- Type: Community park
- Location: 5801 Henderson Blvd SE, Tumwater, Washington
- Coordinates: 46°59′47″N 122°53′06″W﻿ / ﻿46.99639°N 122.88500°W
- Area: 85 acres (34 ha)
- Owner: City of Tumwater
- Status: Open
- Camp sites: None
- Hiking trails: 1.5 miles (2.4 km)
- Paths: Paved, rock
- Terrain: Flat
- Habitats: Meadows, riparian
- Water: Deschutes River
- Plants: Deciduous forest, conifers
- Parking: Parking lot, bicycle racks
- Facilities: Restrooms
- Website: City of Tumwater Parks and Trails

= Pioneer Park (Washington) =

Park in Tumwater, Washington

Pioneer Park is a community park located in Tumwater, Washington, on the Deschutes River.

==History==
Due to age, deterioration, and no longer meeting safety standards, structures in the park's main playground area were removed in 2025.

==Geography==
Pioneer Park is located in Tumwater, Washington off Henderson Boulevard.

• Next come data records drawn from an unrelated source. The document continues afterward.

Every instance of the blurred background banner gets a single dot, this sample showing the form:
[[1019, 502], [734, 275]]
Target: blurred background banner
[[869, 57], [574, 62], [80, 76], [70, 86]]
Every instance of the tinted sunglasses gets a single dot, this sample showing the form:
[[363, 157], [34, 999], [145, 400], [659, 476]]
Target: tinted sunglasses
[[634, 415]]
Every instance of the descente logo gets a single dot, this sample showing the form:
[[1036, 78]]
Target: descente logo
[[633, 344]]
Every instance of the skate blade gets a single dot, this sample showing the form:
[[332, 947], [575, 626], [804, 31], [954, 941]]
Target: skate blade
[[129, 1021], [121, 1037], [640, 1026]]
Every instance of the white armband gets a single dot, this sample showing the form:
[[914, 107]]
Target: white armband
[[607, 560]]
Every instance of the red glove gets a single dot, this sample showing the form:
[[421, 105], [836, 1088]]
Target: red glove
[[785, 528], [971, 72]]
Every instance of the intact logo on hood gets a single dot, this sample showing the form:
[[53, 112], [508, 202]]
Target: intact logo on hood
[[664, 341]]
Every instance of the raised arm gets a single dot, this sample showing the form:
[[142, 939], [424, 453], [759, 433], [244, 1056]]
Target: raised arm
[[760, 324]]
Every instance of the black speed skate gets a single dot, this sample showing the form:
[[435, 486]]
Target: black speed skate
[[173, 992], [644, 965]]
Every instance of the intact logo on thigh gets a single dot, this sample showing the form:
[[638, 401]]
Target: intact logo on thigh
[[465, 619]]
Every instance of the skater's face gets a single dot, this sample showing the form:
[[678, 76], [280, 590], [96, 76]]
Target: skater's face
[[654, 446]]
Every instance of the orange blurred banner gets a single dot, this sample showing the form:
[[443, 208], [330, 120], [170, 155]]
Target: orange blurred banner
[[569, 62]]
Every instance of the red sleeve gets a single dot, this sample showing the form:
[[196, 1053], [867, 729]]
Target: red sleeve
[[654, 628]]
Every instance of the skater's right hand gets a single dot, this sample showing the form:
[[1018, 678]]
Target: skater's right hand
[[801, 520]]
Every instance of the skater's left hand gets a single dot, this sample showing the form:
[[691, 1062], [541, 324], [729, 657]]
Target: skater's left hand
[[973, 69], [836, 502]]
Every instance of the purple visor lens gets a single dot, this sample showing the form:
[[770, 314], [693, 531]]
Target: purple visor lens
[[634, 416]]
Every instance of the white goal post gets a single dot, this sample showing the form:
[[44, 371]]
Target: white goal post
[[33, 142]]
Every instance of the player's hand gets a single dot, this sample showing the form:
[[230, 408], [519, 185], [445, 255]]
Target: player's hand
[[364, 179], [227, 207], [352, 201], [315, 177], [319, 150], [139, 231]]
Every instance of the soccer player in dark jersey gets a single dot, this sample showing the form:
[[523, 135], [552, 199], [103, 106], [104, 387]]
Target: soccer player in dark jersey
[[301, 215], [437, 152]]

The Deschutes River provides the site's western and southern borders.

==Amenities and features==
The park is approximately 85 acre and is equipped for a variety of court and field sports; visitors can also access the Deschutes River. (Note: The Deschutes River, originally given the name, "Riviere des Chutes" by French fur traders, is translated as "River of the Falls".) The park's terrain is flat and contains a wheelchair accessible, partially paved loop trail covering 1.5 mi. There is a main playground area, a separate playground featuring a swing set and monkey bars, and several picnic locations.

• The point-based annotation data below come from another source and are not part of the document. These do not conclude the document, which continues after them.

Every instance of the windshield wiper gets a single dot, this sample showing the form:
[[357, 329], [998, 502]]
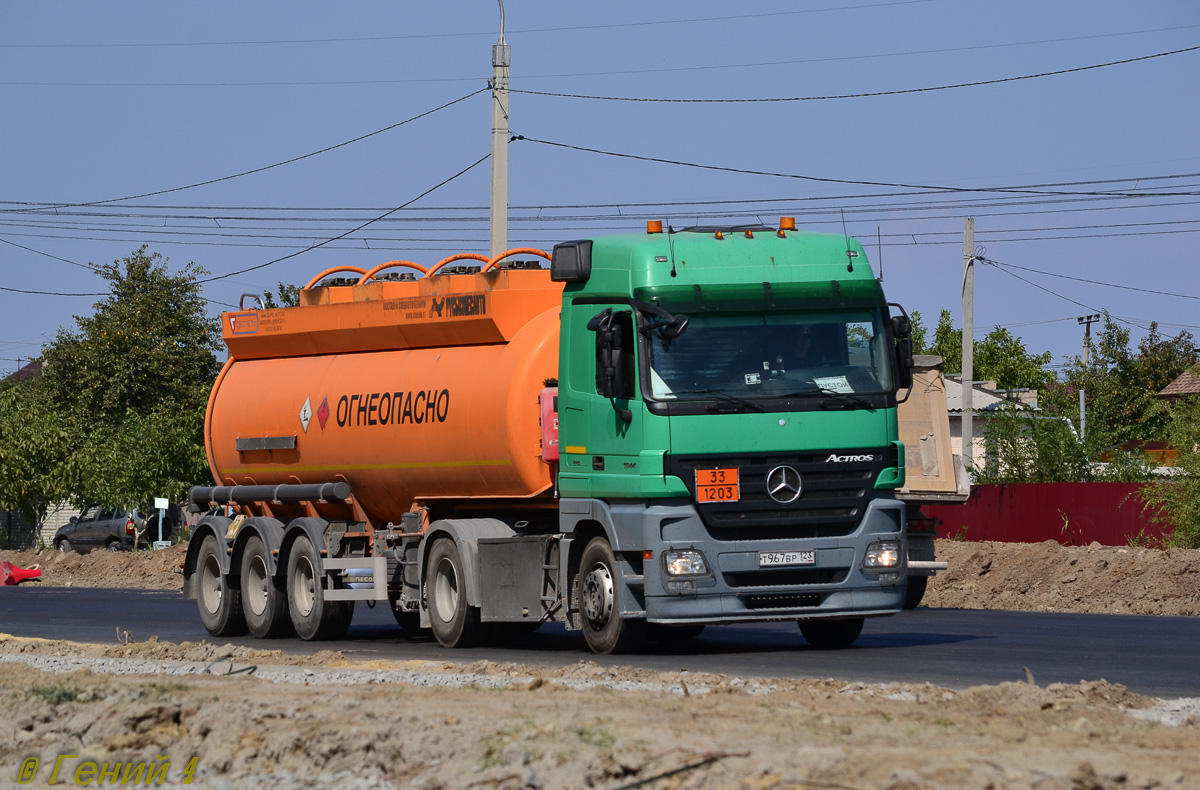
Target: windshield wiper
[[723, 396], [825, 390]]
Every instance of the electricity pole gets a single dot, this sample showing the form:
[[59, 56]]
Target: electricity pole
[[967, 341], [502, 57], [1086, 322]]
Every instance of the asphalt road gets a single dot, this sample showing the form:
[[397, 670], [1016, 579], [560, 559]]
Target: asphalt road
[[949, 647]]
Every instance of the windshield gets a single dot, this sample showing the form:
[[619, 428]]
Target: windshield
[[777, 354]]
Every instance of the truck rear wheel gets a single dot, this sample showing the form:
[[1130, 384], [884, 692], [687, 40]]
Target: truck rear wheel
[[455, 623], [832, 634], [599, 599], [313, 617], [219, 603], [264, 599]]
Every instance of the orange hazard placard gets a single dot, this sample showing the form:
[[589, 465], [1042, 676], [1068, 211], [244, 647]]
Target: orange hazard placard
[[718, 485]]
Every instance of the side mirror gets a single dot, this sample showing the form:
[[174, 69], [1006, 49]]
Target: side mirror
[[901, 329]]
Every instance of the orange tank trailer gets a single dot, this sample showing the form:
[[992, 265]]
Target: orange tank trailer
[[412, 391]]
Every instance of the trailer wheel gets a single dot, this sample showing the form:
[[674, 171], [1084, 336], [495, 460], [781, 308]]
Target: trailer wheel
[[831, 634], [219, 602], [313, 617], [455, 623], [599, 598], [915, 591], [264, 599]]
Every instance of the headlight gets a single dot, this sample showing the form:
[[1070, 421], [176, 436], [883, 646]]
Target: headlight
[[882, 554], [684, 562]]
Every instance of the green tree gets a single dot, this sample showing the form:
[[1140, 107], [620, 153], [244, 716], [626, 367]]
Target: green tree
[[35, 459], [1120, 384], [131, 383], [1029, 447], [1175, 503]]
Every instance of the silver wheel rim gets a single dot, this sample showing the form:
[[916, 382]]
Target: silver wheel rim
[[210, 584], [256, 582], [598, 596], [445, 591], [304, 586]]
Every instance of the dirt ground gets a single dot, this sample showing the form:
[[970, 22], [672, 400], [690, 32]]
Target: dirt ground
[[330, 719]]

The park is separated by a large parking lot; most trails are located in the southern parcel and athletic fields are to the north.

==Sports and events==
Pioneer Park is used as a primary viewing location from which to watch firework displays during the city of Tumwater's July 4th celebrations.

==Environment and ecology==
The grounds near the Deschutes River are considered a riparian habitat and contains a meadow and a deciduous forest interspersed with conifers. After a fish ladder was removed near Tumwater Falls in 1954, salmon had begun to respawn in the river.

The meadow area and shoreline of the river were replanted with native shrubs and trees around 2007. The efforts were undertaken to provide shade to the river, leading to an improved salmon habitat.

In 2021, the city of Tumwater, in partnership with the Washington Department of Ecology (WADOE), agreed to spend $450,000 to redesign and stabilize the park's shoreline, which contributes sediment into the Deschutes River, harming coho salmon. The first phase of the project included the planting of native vegetation and "riparian trees". A tree survey followed the next year, which included an inventory, evaluation, and recommendation report on existing trees near the river; a study to assess the project's affects on 27 species of wildlife was also undertaken. A second part of the partnership effort includes stabilization of the river's shoreline and is expected to be completed in 2027.